The Nintendo Switch is a console that prides itself on its multiplayer capabilities. Sure, if you want a more stable connection at home you need to buy an ethernet adapter that plugs into the dock(Cannot be used in handheld mode.), but at its core, the system is designed for local multiplayer, whether at home or on the go. While the Joy-Con’s can be used as one full controller, they can be separated to create two individual controllers, allowing for two-player gaming anywhere you go, no extra controllers needed(Unless you want to play with 4 or more people, then you need extras.).

Overcooked is a game that opts for no online multiplayer, instead allowing for up to 4 players via local multiplayer. Note that when I say local, I mean on a single system. Played like this is when Overcooked is at its best and becomes a blast for parties. So, you would think that Overcooked and the Nintendo Switch would be a match made in heaven right? Well yeah, they would be... if the Switch port of Overcooked wasn’t half-baked.

The biggest issue with the port is its inconsistent framerate, and we’re talking about a game that should not be that performance intensive. It’s the kind of game that is designed to run on a wide variety of systems. So its performance issues are baffling, especially when other games built on Unity have been successfully ported to the system, no problems. But I’ll be honest, that isn’t MY biggest issue with this port. My biggest issue is that it does not make effective use of the Switch’s multiplayer functionality.

Advertisement

For a game that is effectively a party game and designed from the ground up for multiple players, it doesn’t even try to take advantage of the Switch’s unique capabilities. Like every other console that it’s on, Overcooked supports up to 4 players via local multiplayer. What it doesn’t support is either online multiplayer(Which doesn’t exist in the other versions, so not a big loss.) or LAN multiplayer. Now you may be thinking “Well, if it wasn’t in the other versions just like online multiplayer, why is it a big deal that it also doesn’t have LAN?” Why? I’ll tell you why. The Switch is a handheld, a portable device, a tablet, and it can connect to up to 8 other Nintendo Switch consoles for local wireless multiplayer. That’s a feature that really only the PC has, and unless you’re on a laptop, odds are you don’t really use it that much these days. What the PC, Xbox, and PlayStation all have in common is that they’re stationary. If you’re going to take them anywhere, you need a gym bag or something. Far more inconvenient than the Switch which can just be slotted into a purse, backpack, or even your pockets depending on how big the pockets are and if you feel like detaching the joy-cons and slipping them into another pocket.

My point is, the Nintendo Switch offers more flexibility in terms of local multiplayer, something Overcooked supports and needs to actually work(Lets face it, this is not a game to be played alone.). Multiplayer on a single system is fine, but supporting the Switch’s LAN feature opens up that local multiplayer even more and is what would make this version of Overcooked the definitive version.

Advertisement

And of course, to top it all off, the rumble support is apparently FUBAR. When one player performs an action, their controller rumbles, that is how it’s supposed to work.
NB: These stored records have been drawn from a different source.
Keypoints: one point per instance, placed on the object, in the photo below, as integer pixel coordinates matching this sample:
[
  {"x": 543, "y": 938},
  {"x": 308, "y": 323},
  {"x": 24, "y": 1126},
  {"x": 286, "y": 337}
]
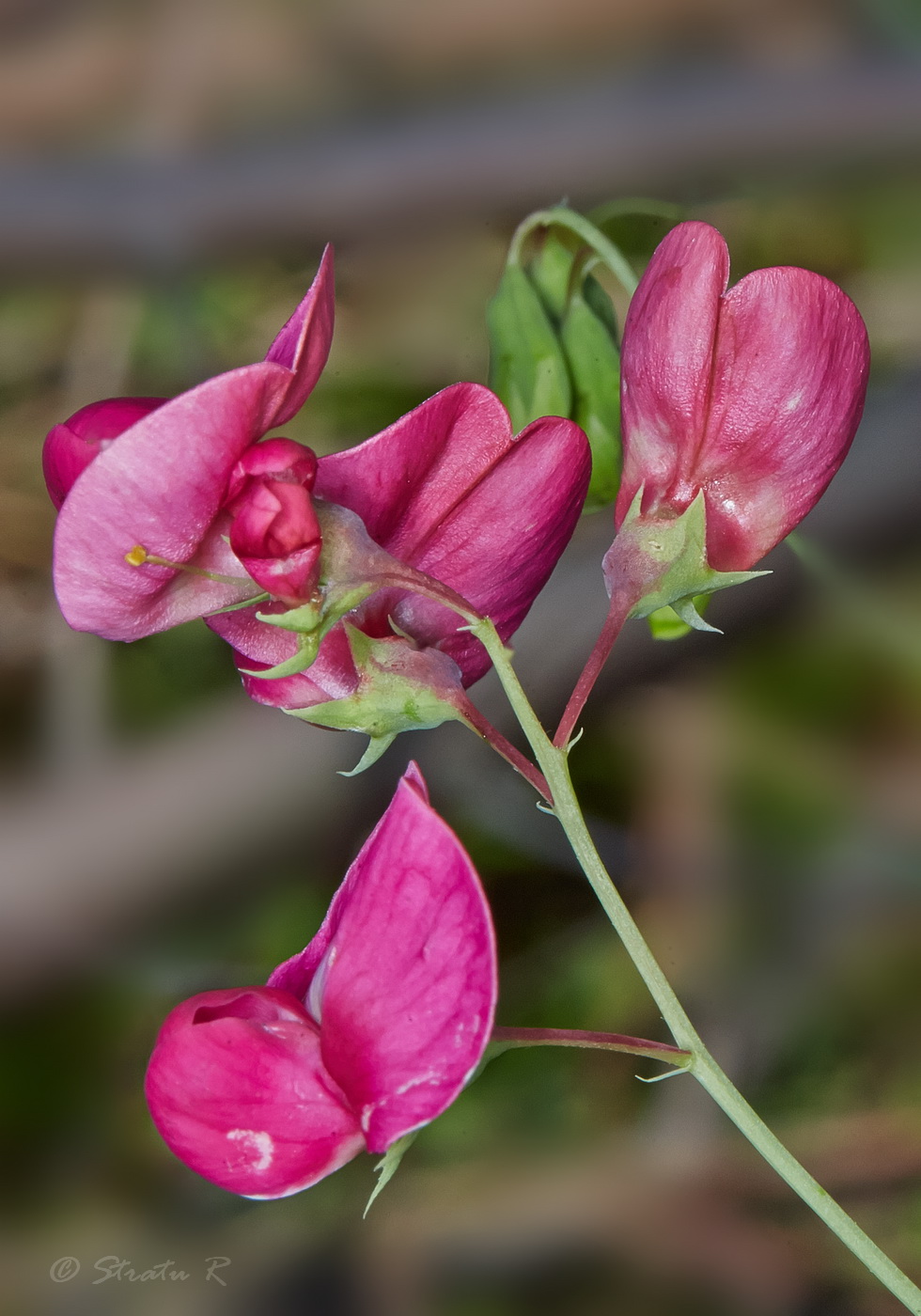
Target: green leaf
[
  {"x": 390, "y": 1164},
  {"x": 637, "y": 224},
  {"x": 526, "y": 366}
]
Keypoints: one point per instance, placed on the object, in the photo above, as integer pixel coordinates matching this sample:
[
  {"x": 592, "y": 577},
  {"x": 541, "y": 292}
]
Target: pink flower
[
  {"x": 164, "y": 482},
  {"x": 446, "y": 490},
  {"x": 752, "y": 397},
  {"x": 365, "y": 1036}
]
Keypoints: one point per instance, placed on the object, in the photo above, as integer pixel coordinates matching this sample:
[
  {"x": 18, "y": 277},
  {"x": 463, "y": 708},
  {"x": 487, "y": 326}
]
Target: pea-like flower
[
  {"x": 181, "y": 509},
  {"x": 749, "y": 397},
  {"x": 366, "y": 1035}
]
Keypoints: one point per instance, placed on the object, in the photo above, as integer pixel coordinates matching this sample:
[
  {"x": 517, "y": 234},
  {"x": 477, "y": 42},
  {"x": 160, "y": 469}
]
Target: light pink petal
[
  {"x": 161, "y": 486},
  {"x": 789, "y": 377},
  {"x": 667, "y": 352},
  {"x": 239, "y": 1091},
  {"x": 403, "y": 973},
  {"x": 303, "y": 345},
  {"x": 500, "y": 543},
  {"x": 78, "y": 441}
]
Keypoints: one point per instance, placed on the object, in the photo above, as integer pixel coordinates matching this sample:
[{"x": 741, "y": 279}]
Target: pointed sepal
[
  {"x": 662, "y": 562},
  {"x": 400, "y": 688}
]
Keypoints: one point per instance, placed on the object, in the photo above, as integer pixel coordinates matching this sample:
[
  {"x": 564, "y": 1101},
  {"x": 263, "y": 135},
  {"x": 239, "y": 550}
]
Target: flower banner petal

That rumble is not supposed to translate to every other controller connected to the system. But in the Switch version, it does. And it isn’t even the HD rumble that Nintendo is so proud of and that I have been repeatedly impressed by. I feel like Overcooked would be the perfect game to take advantage of the HD rumble, but of course the rumble would actually have to work properly to begin with.

If the developers can roll out a patch that fixes the framerate issues and the basic rumble functionality(Which they are reportedly doing.), they’ll be one step closer to having a good port. But to really get that amazing, definitive version, they need to at least patch in support for LAN multiplayer, really take advantage of what the Switch has to offer, that the other platforms do not.

(Author’s Note: The PS4 and Xbox One do have LAN capabilities. My point was that taking them anywhere is a pain in the ass and so using that feature really only works if your friends lug their bulky systems to your place. That’s why I said the PC hardly gets used in that way anymore because who, in this day and age of online multiplayer, lugs their heavy PC to other peoples houses for LAN matches? The Switch, by comparison, is light and small enough to be taken anywhere conveniently, making its LAN more worthwhile to take advantage of.)